Pothos plant watering
  • Provide your Pothos with 10-12 hours of bright, dappled sunlight. 
  • Water your plant whenever the top few inches are dry. Increase the watering frequency in summer and reduce in winter. Check the moisture level once a week. Make a schedule once you know enough about Pothos’s absorption rate.  
  • Use well-drained fertile soil for Pothos. Make sure the pot also has drainage holes. 
  • Fertilize your Pothos every 4-6 weeks with a liquid fertilizer or 1-2 times a year with a slow-release fertilizer. Always feed in the spring and summer and avoid it in winter. Dilute your fertilizer to half the recommended strength to avoid burns. 
  • Maintain 65-90°F temperatures and 50-60% humidity levels. Protect from hot or cold drafts and extreme temperatures. 
  • Repot your Pothos every 1-2 years during the active months. Use a container 1-2 inches bigger than the old one. Care for your Pothos post-repotting to reduce transplant shock. 
  • Prune your Pothos then the leaves overgrow for good airflow. 
  • Increase air circulation by running a fan, maintaining distance between plants, and opening the nearby windows. 
  • Check out for pests and diseases and treat them immediately to prevent the issue from spreading. Spray neem oil solution to your Pothos every 2-3 weeks to keep insects and pathogens at bay. 

Final thoughts 

Pothos is a resilient and low-maintenance plant. However, if their leaves start curling, it indicates something is wrong with their basic care. 
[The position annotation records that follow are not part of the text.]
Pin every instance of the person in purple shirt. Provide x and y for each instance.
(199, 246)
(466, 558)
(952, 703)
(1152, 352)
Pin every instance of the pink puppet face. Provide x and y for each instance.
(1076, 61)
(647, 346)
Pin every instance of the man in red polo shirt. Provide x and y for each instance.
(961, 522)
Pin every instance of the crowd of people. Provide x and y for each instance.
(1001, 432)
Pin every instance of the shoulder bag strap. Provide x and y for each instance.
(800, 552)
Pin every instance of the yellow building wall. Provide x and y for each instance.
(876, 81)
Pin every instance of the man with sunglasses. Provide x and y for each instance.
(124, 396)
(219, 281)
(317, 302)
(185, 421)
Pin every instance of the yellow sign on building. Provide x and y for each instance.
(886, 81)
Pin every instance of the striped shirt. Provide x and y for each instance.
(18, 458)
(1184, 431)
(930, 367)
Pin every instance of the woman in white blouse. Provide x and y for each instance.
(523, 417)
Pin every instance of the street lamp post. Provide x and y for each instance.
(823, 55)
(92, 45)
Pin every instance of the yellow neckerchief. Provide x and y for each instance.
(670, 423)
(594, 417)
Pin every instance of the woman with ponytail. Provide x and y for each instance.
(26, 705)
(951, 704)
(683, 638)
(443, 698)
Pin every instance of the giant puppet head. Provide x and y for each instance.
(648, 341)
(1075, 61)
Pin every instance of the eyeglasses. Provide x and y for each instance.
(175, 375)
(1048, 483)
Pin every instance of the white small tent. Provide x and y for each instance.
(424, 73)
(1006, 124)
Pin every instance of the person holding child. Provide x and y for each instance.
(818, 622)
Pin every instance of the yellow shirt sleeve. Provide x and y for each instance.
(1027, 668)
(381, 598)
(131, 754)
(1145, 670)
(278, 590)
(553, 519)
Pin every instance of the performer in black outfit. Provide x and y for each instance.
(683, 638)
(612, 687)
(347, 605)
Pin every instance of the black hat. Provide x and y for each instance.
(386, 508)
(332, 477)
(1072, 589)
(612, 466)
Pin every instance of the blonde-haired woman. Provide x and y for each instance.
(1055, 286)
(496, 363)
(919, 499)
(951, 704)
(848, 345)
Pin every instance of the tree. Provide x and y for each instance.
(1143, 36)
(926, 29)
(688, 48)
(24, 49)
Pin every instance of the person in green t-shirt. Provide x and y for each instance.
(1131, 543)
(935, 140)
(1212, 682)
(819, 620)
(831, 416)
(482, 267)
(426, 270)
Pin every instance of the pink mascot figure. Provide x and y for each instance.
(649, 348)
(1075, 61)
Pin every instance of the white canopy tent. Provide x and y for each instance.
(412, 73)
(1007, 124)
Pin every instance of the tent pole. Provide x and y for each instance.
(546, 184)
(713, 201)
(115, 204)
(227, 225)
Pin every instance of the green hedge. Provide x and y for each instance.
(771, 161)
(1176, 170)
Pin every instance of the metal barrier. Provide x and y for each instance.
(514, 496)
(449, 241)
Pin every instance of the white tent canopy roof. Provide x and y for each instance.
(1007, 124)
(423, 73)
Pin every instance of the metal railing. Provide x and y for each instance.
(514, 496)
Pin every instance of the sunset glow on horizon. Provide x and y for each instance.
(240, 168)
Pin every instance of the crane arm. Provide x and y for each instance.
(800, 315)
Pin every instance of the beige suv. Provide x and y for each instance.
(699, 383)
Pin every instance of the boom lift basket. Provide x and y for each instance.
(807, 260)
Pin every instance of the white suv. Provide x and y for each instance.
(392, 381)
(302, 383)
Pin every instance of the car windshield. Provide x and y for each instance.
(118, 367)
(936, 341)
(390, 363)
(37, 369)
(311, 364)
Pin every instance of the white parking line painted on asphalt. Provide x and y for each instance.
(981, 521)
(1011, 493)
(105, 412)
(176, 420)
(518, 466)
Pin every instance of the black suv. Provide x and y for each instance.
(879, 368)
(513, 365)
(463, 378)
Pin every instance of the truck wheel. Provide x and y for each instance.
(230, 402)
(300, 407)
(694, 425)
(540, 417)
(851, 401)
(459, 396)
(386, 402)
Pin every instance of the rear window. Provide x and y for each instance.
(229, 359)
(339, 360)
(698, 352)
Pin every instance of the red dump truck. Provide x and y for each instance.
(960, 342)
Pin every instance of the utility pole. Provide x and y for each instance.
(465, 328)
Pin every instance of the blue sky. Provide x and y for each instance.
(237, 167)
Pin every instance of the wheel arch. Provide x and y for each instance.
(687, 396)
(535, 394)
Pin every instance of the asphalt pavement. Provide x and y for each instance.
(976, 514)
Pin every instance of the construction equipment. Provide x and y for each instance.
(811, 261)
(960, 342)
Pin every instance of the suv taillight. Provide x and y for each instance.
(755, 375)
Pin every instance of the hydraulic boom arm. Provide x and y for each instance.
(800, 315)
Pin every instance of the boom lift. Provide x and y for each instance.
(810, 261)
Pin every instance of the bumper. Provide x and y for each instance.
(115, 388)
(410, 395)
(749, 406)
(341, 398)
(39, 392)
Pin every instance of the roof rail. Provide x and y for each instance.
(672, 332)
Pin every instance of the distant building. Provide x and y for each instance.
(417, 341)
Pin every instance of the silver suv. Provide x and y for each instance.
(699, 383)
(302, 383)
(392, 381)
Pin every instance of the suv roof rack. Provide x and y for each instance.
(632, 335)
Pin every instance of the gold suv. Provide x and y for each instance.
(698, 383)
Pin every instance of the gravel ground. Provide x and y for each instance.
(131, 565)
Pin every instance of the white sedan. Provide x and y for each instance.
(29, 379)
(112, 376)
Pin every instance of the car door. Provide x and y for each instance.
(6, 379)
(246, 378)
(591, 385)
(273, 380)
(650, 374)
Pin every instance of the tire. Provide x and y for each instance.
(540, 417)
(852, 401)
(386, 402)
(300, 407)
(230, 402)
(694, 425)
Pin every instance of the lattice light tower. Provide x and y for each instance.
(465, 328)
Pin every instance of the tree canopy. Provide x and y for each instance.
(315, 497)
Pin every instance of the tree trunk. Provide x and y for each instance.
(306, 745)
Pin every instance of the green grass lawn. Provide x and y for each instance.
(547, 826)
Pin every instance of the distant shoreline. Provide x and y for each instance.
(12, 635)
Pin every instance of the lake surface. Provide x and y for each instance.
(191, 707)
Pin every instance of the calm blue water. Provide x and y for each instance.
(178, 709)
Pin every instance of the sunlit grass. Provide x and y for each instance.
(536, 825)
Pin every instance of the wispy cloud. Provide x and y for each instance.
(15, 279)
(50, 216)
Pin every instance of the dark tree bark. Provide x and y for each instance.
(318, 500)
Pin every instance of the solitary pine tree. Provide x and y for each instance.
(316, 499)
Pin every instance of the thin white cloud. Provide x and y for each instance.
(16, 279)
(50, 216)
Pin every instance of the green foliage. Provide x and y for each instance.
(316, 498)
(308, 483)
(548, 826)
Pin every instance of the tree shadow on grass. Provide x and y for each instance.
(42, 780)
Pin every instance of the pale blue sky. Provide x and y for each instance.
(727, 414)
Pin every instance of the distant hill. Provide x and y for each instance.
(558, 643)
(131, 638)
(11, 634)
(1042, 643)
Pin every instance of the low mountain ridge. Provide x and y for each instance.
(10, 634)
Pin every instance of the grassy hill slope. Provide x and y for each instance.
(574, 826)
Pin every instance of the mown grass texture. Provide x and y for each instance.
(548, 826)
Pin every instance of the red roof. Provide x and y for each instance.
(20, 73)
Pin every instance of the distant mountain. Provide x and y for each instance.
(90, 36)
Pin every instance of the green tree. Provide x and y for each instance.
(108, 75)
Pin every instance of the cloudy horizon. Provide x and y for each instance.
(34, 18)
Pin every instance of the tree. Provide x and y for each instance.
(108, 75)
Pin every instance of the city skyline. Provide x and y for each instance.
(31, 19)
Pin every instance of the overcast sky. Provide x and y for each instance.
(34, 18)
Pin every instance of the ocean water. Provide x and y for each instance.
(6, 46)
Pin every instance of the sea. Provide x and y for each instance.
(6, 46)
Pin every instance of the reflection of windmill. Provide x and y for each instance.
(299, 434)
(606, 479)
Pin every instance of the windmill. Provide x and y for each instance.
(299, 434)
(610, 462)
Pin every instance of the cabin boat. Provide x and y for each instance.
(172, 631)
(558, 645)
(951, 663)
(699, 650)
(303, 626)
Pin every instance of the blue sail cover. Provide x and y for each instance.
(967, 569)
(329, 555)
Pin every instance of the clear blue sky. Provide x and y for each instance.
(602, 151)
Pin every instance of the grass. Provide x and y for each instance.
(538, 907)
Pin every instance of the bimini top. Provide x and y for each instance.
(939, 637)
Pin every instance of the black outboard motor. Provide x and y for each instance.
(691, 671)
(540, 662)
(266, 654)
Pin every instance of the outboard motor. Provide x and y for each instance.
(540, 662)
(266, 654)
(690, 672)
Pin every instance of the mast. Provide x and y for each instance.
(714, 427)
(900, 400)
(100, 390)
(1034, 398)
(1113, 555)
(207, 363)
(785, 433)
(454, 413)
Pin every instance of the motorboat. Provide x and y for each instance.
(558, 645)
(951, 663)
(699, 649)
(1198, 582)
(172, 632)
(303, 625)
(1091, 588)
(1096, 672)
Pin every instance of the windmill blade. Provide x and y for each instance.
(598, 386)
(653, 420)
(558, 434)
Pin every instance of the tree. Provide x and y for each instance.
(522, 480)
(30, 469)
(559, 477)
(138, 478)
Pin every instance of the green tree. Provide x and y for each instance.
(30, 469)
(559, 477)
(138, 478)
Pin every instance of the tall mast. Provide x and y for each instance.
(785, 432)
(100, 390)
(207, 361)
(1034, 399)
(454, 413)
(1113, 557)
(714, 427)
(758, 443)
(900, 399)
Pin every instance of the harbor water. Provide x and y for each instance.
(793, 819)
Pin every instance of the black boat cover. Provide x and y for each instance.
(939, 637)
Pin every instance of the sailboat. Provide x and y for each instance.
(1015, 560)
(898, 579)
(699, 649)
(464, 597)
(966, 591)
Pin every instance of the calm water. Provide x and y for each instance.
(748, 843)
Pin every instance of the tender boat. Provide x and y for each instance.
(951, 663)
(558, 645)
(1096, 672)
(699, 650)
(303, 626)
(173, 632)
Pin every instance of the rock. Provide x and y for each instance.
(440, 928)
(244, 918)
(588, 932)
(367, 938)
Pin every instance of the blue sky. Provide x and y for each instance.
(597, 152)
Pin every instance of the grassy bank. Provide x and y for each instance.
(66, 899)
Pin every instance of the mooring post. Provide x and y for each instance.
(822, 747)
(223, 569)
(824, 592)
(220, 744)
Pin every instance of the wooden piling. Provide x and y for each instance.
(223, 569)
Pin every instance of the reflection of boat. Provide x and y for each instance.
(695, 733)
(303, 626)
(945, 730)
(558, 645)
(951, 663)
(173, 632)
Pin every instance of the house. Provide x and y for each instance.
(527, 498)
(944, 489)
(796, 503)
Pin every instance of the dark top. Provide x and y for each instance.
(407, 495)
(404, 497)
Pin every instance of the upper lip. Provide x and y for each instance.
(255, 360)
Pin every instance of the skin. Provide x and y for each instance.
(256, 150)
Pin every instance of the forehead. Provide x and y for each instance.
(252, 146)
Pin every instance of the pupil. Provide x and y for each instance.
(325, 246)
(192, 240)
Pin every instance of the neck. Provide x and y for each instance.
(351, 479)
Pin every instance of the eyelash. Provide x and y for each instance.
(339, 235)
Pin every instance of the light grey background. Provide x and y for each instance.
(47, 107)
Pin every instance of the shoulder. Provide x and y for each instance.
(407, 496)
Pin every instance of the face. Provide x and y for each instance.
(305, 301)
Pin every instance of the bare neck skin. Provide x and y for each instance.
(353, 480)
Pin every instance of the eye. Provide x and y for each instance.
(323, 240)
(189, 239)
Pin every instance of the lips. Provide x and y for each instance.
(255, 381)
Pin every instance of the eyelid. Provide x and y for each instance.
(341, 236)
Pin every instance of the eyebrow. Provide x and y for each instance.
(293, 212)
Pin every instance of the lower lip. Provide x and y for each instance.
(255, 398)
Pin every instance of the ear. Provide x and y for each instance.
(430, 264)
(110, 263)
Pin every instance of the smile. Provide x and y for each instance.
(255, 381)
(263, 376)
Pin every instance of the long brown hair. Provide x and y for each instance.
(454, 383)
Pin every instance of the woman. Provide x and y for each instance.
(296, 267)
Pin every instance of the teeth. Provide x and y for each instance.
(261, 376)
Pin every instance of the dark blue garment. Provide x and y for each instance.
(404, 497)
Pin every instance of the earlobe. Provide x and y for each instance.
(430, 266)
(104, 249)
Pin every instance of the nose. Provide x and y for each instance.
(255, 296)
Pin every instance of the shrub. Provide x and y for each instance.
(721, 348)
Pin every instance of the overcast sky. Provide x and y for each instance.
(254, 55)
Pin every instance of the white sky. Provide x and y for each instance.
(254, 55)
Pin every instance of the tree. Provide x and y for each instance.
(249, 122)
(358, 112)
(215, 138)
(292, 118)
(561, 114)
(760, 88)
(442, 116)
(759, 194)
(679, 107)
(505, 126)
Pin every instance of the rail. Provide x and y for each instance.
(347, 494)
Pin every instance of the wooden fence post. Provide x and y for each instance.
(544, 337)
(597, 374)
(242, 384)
Common reasons for Pothos leaves curling are improper watering habits, inadequate light conditions, low humidity, fertilizer burns, temperature stress, and pests and diseases. It is natural if your Pothos is healthy, but the leaves still curl. 

Old and new leaves curl to retain moisture. Examine your Pothos, identify the signs, and promptly address the issue to prevent leaf curling. Follow the essential care tips properly to prevent curling of the Pothos leaves in the future. 

Will the curly Pothos leaves uncurl?

It depends on the cause of the curling. The unfurling of the new leaves is natural. If you examine and treat the problem initially, the leaves might be able to uncurl. Unfortunately, the damage is irreversible most of the time.

Should I remove the curled leaves from Pothos?

Cut off curled Pothos leaves if they stay curled even after the plant has recovered from the issue. It will improve your plant’s appearance and encourage it to grow new leaves.